In 2020, couples canceled their plans and small businesses suffered. Some, shuttering their doors forever. Others, like Boise's 'Rust & Thistle' adapted to the new-normal and came out on the other side.
Kristen Skovira spoke to the founder who says her business is finally back in bloom.
Behind a Boise home, sits a secret garden. It's a sweet set-up, but it took years for floral designer Emily Campagna to take her business idea and get it to grow.
"[Started] in a kitchen in an apartment almost 8 years ago," she said.
'Rust & Thistle' is beloved by brides and anyone looking to elevate their event using the natural elements of nature.
"I love art. I love installations. And I love being able to go into a space like a venue or a church or even an open space like an open field and creating in my mind some sort of masterpiece," she said.

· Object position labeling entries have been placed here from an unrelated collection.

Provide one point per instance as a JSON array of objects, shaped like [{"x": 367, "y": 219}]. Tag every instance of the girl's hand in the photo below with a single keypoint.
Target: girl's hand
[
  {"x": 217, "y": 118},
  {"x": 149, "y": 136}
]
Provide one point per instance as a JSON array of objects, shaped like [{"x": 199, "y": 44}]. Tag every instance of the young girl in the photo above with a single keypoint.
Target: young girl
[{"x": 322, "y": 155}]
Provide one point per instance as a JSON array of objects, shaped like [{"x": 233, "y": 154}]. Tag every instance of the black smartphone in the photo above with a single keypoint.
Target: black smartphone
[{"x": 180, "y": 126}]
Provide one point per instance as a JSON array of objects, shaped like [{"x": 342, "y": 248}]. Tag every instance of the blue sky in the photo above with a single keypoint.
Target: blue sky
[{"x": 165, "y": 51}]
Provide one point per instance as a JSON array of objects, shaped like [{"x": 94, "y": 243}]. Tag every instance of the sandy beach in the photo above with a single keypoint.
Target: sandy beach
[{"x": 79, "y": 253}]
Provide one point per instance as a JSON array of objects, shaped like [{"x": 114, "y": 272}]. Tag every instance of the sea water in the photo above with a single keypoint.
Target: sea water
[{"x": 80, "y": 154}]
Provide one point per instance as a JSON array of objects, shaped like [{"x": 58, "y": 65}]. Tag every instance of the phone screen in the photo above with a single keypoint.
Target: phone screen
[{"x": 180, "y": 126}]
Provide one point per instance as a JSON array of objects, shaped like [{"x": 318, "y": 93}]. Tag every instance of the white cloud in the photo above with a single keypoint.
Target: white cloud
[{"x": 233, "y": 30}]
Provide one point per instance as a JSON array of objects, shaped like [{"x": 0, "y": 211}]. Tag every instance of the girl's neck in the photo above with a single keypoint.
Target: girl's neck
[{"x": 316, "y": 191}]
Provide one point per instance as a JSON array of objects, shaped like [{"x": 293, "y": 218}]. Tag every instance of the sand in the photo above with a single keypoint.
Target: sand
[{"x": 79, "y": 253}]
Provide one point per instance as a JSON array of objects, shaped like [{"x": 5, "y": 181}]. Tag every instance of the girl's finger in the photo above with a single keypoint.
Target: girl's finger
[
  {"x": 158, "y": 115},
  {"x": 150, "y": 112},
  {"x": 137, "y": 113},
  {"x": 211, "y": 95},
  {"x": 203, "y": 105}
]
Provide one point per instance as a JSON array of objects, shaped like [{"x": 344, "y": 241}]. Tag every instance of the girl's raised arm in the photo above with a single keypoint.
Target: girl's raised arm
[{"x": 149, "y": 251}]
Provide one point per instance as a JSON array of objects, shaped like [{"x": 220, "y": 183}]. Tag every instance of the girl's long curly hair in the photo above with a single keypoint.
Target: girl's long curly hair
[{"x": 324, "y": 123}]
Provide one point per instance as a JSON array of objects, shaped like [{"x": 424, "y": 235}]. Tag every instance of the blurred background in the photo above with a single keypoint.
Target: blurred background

A certified floral designer, Emily and her assistant spend their days clipping and styling - creating original, eco-friendly arrangements in her home studio.
"I really don’t have any interruptions all day long. So I get to just be in my element doing my thing," Campagna said.
That is, until a global pandemic interrupted everything and changed life as we knew it.
"Pretty much before [COVID] started we were all watching the news wondering what this is going to turn into what this is going to look like," she said.
Then the cancellations started.
"Every day was another five phone calls with clients that had been booked for years and in some cases saying, 'We have to cancel our wedding, we have to push it out.' So it was a pretty scary thing to go through."
Campagna was not alone. According to a 2020 study from industry website The Knot , the vast majority of weddings (96%) had to be modified in some capacity due to COVID-19. And 15% of couples who had planned to get hitched in 2020 postponed the entire wedding.
The small business owner did her best to bump dozens of events. She went from a fully scheduled season to a completely blank slate.
"I would say about 75 to 80-percent of them were bumped up or canceled altogether," Campagna said.
Her plans uprooted, the floral designer had to get creative.
"We ended-up pivoting in the business quite a bit. We started doing deliveries and what we called cheer-up deliveries. We would knock on people's doors and leave an arrangement at their door," Campagna said, "In a time that felt so isolating and ultimately it saved us, it saved the business."
Now, a year later, Campagna is excited to get back to work. She's ready to bring her bouquets to Idaho events and thank those who supported her small business.
"I felt grateful for that because it kept me busy. It kept me going."
Just in time for wedding season 2021, when gathering together means so much more.
"To see people happy again feels really amazing," she said.